A problem from Zorich's Analysis:
If $b_n=o(1/n)$, show that one can construct a convergent series $\sum a_n$ such that $b_n=o(a_n)$ as $n \to \infty$.
I've come up with some possible series, but can't fully prove it.
If we use $a_n=1/n$, the second condition is satisfied but not the first, so I guess I need something "smaller" than $1/n$ but "bigger" than $b_n$. My first attempts were the arithmetic or geometric mean of $b_n$ and $1/n$, but I couldn't prove their convergence nor come up with a counterexample.

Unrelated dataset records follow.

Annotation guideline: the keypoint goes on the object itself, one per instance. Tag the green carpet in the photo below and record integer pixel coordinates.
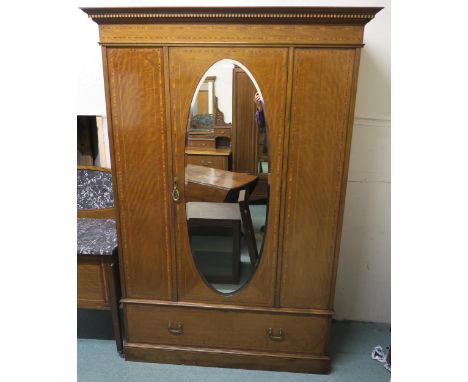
(351, 346)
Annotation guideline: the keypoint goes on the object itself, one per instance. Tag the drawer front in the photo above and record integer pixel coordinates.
(202, 143)
(219, 162)
(227, 329)
(222, 132)
(91, 289)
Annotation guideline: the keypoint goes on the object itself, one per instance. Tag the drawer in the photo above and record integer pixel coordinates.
(261, 331)
(223, 132)
(206, 143)
(91, 291)
(212, 161)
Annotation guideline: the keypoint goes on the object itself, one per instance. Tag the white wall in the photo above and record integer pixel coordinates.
(363, 283)
(223, 87)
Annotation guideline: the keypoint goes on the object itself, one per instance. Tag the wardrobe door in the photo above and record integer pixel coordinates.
(187, 68)
(140, 165)
(322, 109)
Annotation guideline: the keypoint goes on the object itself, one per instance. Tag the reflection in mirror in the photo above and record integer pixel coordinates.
(226, 176)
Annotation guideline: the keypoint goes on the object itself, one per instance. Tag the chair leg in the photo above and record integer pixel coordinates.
(236, 251)
(114, 298)
(249, 232)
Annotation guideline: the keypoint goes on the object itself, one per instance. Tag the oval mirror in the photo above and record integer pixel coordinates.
(226, 176)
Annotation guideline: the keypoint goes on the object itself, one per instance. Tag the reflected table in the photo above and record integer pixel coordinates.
(206, 184)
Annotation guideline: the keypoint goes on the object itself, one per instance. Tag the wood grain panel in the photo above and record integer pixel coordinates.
(184, 355)
(231, 34)
(219, 329)
(136, 88)
(269, 68)
(322, 84)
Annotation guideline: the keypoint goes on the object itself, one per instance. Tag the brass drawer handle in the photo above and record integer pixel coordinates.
(175, 190)
(279, 337)
(177, 330)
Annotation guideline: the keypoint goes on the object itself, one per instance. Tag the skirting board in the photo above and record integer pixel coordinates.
(182, 355)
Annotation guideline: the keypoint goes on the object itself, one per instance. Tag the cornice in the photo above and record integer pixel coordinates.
(241, 15)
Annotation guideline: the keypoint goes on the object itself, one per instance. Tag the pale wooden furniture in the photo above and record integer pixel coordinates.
(98, 284)
(217, 158)
(305, 61)
(206, 184)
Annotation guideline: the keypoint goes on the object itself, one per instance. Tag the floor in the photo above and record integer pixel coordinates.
(351, 346)
(216, 245)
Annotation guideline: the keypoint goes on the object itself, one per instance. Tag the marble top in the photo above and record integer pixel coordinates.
(96, 236)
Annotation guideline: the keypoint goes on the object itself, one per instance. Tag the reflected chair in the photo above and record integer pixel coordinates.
(98, 285)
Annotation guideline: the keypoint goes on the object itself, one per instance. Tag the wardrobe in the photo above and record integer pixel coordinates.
(304, 63)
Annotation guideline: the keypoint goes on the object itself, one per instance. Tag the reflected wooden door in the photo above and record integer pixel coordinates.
(244, 124)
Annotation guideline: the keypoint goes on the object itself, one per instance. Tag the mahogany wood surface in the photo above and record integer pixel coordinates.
(305, 61)
(319, 123)
(244, 125)
(136, 83)
(91, 284)
(198, 356)
(219, 329)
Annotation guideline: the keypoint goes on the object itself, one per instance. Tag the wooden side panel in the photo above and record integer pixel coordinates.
(136, 88)
(269, 68)
(321, 94)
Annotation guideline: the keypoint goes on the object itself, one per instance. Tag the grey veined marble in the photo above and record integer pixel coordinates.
(94, 189)
(96, 236)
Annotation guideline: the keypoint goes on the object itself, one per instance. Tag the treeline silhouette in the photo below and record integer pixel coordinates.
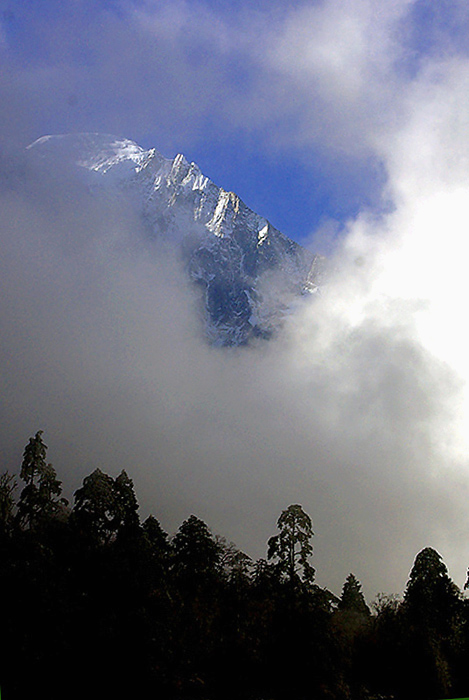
(97, 604)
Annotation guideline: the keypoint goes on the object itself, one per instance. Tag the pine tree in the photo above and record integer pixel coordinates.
(292, 546)
(40, 498)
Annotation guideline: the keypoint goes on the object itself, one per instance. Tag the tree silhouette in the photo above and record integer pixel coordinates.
(292, 547)
(40, 498)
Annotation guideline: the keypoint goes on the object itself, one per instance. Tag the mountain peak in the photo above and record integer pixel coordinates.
(248, 272)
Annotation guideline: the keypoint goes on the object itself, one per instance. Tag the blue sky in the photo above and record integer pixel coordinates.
(282, 104)
(341, 121)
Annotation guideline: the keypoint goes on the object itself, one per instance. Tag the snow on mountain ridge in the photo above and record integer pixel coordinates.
(248, 271)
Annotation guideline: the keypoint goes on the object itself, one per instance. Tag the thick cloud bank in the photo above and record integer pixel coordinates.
(360, 410)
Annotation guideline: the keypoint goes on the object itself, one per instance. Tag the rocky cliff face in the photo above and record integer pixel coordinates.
(248, 272)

Then I thought about Leibniz's criterion, and tried to set:
$$a_n=b_n-b_{n-1}+\frac{(-1)^n}{n}$$
which, according to Cauchy criterion, seem to converge. I'm not sure how to prove $b_n=o(a_n)$ though.

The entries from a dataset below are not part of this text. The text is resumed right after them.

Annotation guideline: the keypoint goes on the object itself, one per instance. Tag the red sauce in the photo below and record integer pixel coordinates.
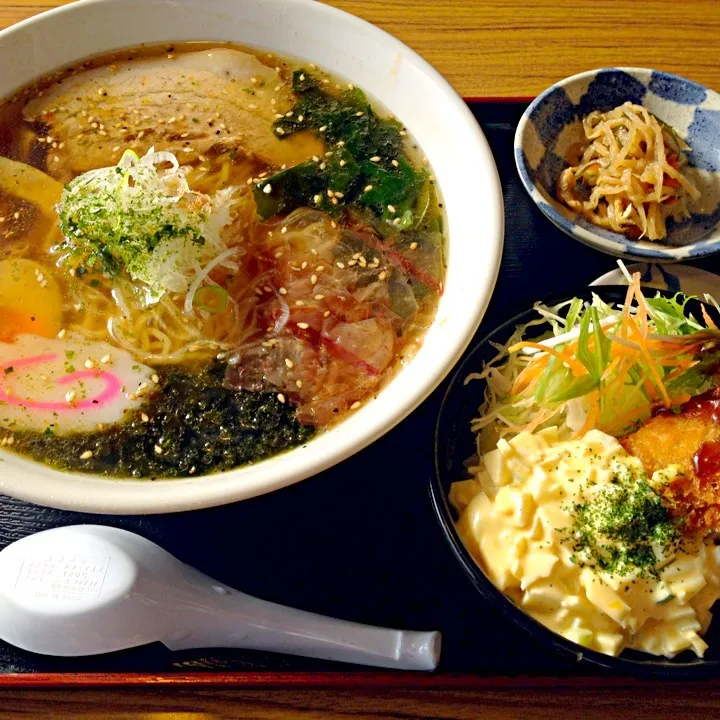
(706, 460)
(707, 404)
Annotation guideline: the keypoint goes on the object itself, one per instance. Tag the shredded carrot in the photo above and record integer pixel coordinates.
(529, 373)
(708, 320)
(571, 362)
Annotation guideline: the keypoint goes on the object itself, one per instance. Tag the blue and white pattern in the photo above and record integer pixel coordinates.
(552, 124)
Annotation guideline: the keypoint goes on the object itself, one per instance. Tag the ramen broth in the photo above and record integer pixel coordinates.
(207, 255)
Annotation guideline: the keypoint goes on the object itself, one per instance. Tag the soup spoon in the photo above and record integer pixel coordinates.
(91, 589)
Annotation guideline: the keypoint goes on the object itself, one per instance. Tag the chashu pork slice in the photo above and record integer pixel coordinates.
(190, 104)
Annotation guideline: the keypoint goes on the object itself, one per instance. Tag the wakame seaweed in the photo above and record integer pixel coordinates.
(194, 426)
(368, 167)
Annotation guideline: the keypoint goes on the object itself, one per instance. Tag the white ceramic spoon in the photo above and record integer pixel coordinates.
(90, 589)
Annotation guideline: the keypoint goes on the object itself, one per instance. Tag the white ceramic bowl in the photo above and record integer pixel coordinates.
(407, 86)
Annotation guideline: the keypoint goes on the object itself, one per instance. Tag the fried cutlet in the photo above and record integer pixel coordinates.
(689, 438)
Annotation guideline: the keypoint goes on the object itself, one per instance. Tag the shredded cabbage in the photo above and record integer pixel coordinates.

So, I wonder what the solution is. Also, are there any counterexamples to the previous series, that is, does the series $\sum \sqrt{|b_n|/n}$ converge?
Best Answer
You could use $ a_n = (-1)^{n+1} / n $. The series is well known to converge (with limit $1/2$).
That $b_n = o(1/n) $ as $n \to \infty $ means $|n b_n| \to 0 $. Then
$$\begin{align} \left| \frac{b_n}{a_n} \right| &= nb_n \to 0 \quad\text{as }n\to\infty \end{align}$$
so that $b_n = o(a_n) $.
I hope this helps.
Postscript: I had wondered whether $a_n$ could be found with all positive terms. I think not. If $b_n = 1/(n\log n)$, say for $n > 2$ then $b_n =o(1/n)$. However, an integral test shows that $ \sum_n b_n $ diverges, and therefore any positive series $a_n$ with $b_n =o(a_n)$ must also have divergent sum. This is not a rigorous proof but hopefully forms the basis of one.